Мне больше пить не хотелось, но Юра настаивал:

– Давай ещё по маленькой?

Я решил, что гостю отказывать неудобно, налил ещё почти по полстакана и сказал:

– Могу спорить, что ты это выпьешь, и ляжешь рядом с Женькой.

– Спорим, не лягу.

– На что?

– Давай на бутылку коньяка?

– Хорошо, договорились.

Разнимать спорщиков было некому. Мы выпили. Через некоторое время глаза моего оппонента стали мутнеть, голова падать на грудь, а он сам начал сползать со стула на пол. В конце концов он оказался на полу. Постаравшись принять сидячее положение, вцепился за стул и попытался подняться. Лишь только голова с ошалелыми глазами поравнялась со столешницей, он погрозил мне пальцем:

– Ты проиграл.

– Ты сначала на стул сядь, – возразил я.

Тут, похоже, последние силы покинули его, он окончательно свалился возле стола и больше не шевелился. Я уложил его рядом с Женькой на постель.
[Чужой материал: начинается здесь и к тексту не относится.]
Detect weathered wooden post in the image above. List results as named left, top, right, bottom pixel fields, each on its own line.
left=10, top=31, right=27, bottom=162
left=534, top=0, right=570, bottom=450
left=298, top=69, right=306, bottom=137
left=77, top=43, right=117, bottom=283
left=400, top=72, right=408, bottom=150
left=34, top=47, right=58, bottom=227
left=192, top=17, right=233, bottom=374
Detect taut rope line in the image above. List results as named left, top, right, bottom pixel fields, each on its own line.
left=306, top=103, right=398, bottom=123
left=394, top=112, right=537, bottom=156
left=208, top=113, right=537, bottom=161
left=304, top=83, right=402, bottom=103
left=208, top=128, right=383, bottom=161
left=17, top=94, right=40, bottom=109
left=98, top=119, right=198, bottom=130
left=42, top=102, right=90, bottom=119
Меня самого немного удивило, что я оказался самым стойким из всей компании. Я приписал это тому, что уже в течение месяца пробовал наш убойный напиток, и организм успел к нему адаптироваться. Наконец, я всех уложил, пора было прилечь и самому.

* * *

Однажды к нам зашёл Николай Ситников. Мы угостили его вином из бочонка, и оно ему очень понравилось. Он тут же загорелся сам сделать подобное и решил забрать бочонок. Мы перелили остатки напитка в стеклянные банки из-под виноградного сока. Николай взял у нас рецепт, привязал бочонок на багажник велосипеда и был таков.

Больше мы ничего подобного не делали, да и едва ли смогли бы повторить столь удачный процесс.